Oleh: Prof. Ismunandar, Ph.D
Analisnews.co.id,
Jakarta,
Pada Januari 2026, dunia arkeologi dikejutkan oleh temuan di Liang Metanduno, Pulau Muna, Sulawesi Tenggara. Saya teringat ini karena jumpa sahabat baru, yang ternyata sahabat keluarga istri saya, tokoh penting Bapak Laode M Syarif. Kami di acara yang sama di Papua Barat. Dan beliau dari Muna!
Kembali ke gambar cadas. Gambar cadas adalah galeri seni tertua di dunia, dan Indonesia merupakan salah satu “museum alam” terpenting di planet ini. Seni purba ini ditemukan luas di Nusantara, dari ujung barat Sumatra hingga timur Papua. Di wilayah barat seperti Sumatra dan Kalimantan, gambar cadas umumnya berada di gua-gua karst daratan. Sebaliknya, di Maluku dan Papua, lukisan prasejarah justru banyak menghiasi tebing-tebing pantai yang langsung menghadap laut lepas. Sulawesi menempati posisi unik karena memadukan keduanya, seni cadas ditemukan di gua daratan, gua pantai, hingga tebing karang terbuka.

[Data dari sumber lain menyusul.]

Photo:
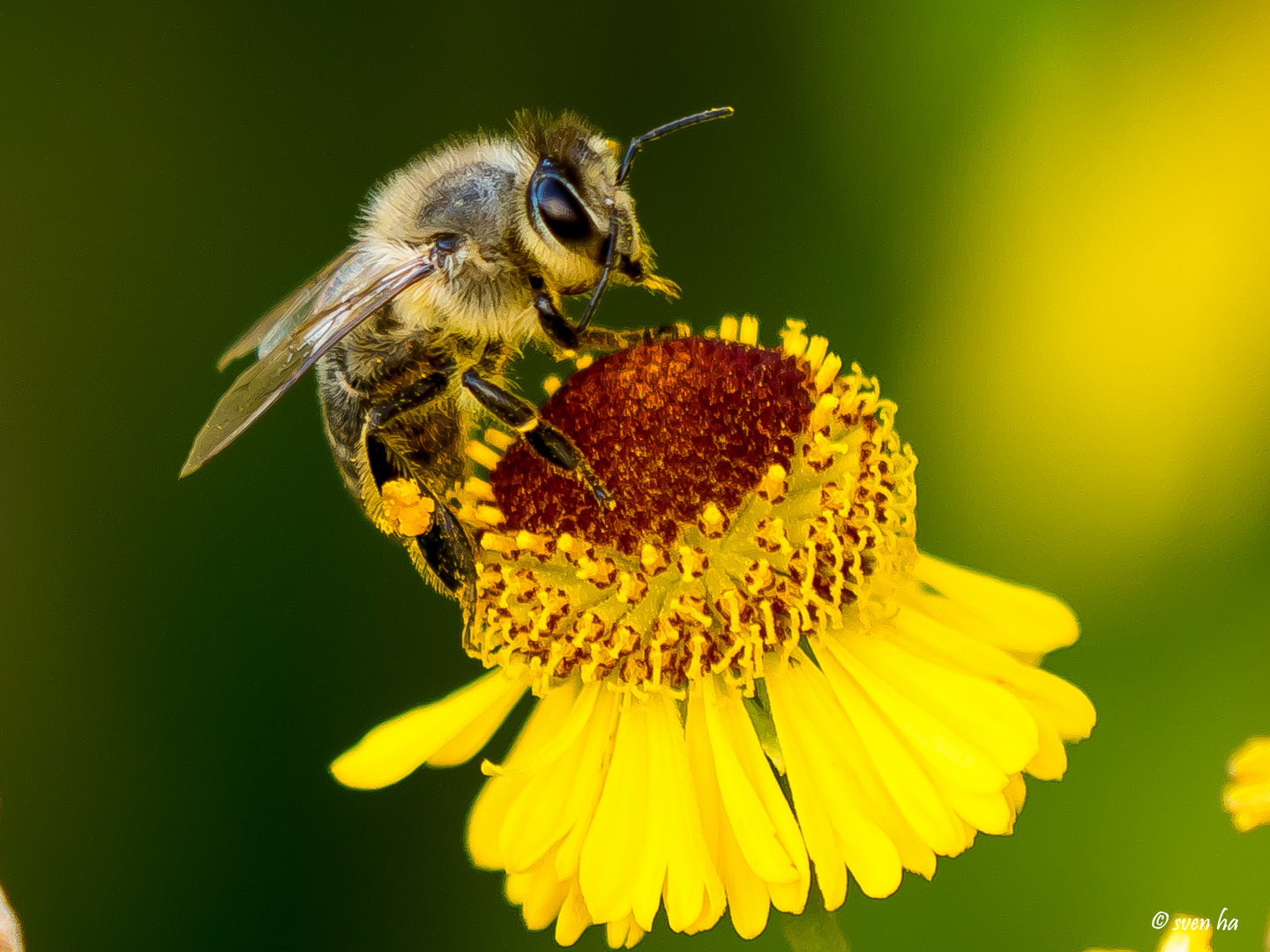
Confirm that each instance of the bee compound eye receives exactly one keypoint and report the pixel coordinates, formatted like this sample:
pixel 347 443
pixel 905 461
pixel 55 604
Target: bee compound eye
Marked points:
pixel 560 210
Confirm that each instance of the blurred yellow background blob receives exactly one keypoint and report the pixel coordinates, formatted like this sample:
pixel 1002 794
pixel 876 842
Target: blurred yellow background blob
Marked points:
pixel 1102 303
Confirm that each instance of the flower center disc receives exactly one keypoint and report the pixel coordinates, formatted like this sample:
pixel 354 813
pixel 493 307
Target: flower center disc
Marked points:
pixel 758 495
pixel 669 428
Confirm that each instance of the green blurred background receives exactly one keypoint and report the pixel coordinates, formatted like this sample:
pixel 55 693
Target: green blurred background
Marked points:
pixel 1044 227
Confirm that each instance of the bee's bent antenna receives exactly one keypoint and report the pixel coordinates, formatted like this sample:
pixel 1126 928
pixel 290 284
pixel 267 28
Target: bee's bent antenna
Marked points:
pixel 623 172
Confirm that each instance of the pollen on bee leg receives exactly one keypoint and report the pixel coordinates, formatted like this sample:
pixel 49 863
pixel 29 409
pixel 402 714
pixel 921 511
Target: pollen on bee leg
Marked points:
pixel 407 509
pixel 482 455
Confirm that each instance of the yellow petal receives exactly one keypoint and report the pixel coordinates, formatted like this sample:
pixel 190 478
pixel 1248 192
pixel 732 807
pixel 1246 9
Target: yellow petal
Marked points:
pixel 693 893
pixel 1251 762
pixel 651 874
pixel 1050 761
pixel 751 815
pixel 1067 704
pixel 822 843
pixel 746 893
pixel 612 853
pixel 554 799
pixel 498 795
pixel 987 716
pixel 398 747
pixel 572 920
pixel 869 853
pixel 544 896
pixel 585 793
pixel 935 741
pixel 906 781
pixel 1011 617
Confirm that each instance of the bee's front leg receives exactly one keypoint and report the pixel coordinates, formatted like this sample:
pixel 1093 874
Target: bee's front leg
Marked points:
pixel 545 439
pixel 568 342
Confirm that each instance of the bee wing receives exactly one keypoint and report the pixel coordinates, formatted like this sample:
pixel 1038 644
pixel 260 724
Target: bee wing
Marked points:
pixel 297 305
pixel 282 362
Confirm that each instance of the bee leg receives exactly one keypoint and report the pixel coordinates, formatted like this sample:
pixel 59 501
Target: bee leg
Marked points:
pixel 444 546
pixel 422 391
pixel 447 550
pixel 608 340
pixel 545 439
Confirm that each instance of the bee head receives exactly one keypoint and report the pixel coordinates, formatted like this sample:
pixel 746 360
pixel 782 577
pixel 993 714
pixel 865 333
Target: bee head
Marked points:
pixel 572 204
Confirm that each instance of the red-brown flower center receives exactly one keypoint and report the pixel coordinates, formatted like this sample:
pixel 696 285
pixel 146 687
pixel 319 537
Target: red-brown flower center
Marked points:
pixel 669 428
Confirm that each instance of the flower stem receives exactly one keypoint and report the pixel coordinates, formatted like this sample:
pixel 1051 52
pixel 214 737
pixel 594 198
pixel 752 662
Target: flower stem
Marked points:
pixel 814 929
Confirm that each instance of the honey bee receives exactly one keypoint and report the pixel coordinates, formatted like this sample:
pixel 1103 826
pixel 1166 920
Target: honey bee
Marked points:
pixel 460 259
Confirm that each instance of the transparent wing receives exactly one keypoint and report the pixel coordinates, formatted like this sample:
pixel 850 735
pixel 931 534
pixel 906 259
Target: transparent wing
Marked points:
pixel 285 361
pixel 295 308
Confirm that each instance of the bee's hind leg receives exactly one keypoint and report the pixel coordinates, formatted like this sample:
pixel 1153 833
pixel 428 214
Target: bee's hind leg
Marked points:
pixel 608 340
pixel 545 439
pixel 447 551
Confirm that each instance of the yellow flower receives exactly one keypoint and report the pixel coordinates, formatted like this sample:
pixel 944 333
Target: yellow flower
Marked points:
pixel 1247 796
pixel 1183 933
pixel 747 671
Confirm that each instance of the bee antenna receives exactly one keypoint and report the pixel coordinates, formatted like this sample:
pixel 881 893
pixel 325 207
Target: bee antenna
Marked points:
pixel 623 172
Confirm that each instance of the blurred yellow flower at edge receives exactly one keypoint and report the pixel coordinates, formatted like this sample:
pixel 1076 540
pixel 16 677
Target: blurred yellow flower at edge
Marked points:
pixel 1247 796
pixel 746 669
pixel 1184 933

Secara teknis, nenek moyang kita menggunakan dua metode utama, petrograf (lukisan yang dibuat dengan semprotan atau olesan pigmen) dan petroglif (pahatan atau ukiran). Di Indonesia, mayoritas gambar cadas adalah petrograf dengan warna-warna mencolok yang masih bertahan hingga puluhan ribu tahun. Motifnya sangat beragam, figur manusia (antropomorf), hewan seperti tapir, anoa, dan banteng, simbol geometris abstrak, hingga perahu yang mengisyaratkan kemampuan maritim yang sudah maju.
Penelitian tim kami, pigmen gambar cadas Indonesia mengungkap kejutan penting. Warna merah, ungu, bahkan hitam pada banyak lukisan ternyata sering berasal dari bahan yang sama: hematit (besi oksida, Fe₂O₃). Berbeda dari wilayah lain di dunia—di mana pigmen hitam biasanya berasal dari arang atau mangan oksida—di Indonesia perubahan warna ini dicapai melalui pemanasan oker merah, yang mengubah struktur kristal hematit. Ini menunjukkan bahwa para pembuat gambar cadas bukan sekadar seniman, melainkan juga “ahli kimia” awal yang memahami transformasi material melalui panas.
Rekor Dunia dari Sulawesi
Sebuah stensil tangan di situs ini memiliki usia minimum 67.800 tahun di atas, menjadikannya seni cadas tertua yang diketahui hingga kini. Rekor ini melampaui seni gua tertua sebelumnya di Spanyol—yang dikaitkan dengan Neanderthal—sekitar 1.100 tahun, dan bahkan 16.600 tahun lebih tua daripada lukisan terkenal Maros–Pangkep di Sulawesi Selatan.
Stensil tangan Muna memiliki ciri khas, salah satu ujung jarinya dibuat meruncing secara sengaja, sebuah gaya artistik yang sejauh ini hanya dikenal dari Sulawesi. Pada panel yang sama, peneliti juga menemukan bukti dua episode pembuatan seni yang terpisah sekitar 35.000 tahun, menandakan penggunaan lokasi yang sama oleh generasi manusia yang sangat berjauhan waktunya.
Siapa pembuatnya? Meskipun seni purba juga dibuat oleh spesies manusia lain—seperti
Homo erectus, Homo naledi, dan Neanderthal—kompleksitas teknik dan gaya seni di Sulawesi kuat mengarah pada Homo sapiens. Temuan ini memperkuat teori migrasi awal manusia menuju Sahul (Australia–Papua) sekitar 65.000 tahun lalu melalui Sulawesi, sekaligus menunjukkan kemampuan pelayaran jarak jauh yang telah dimiliki manusia purba.
Gambar cadas Indonesia bukan sekadar coretan di dinding batu. Ia adalah pesan lintas zaman—bukti bahwa jauh sebelum tulisan dan peradaban modern, manusia telah memiliki dorongan mendalam untuk mengekspresikan diri dan meninggalkan jejak keberadaannya: kami pernah ada di sini. Temuan dan tinggalan penting ini harus kita jaga bersama dengan baik.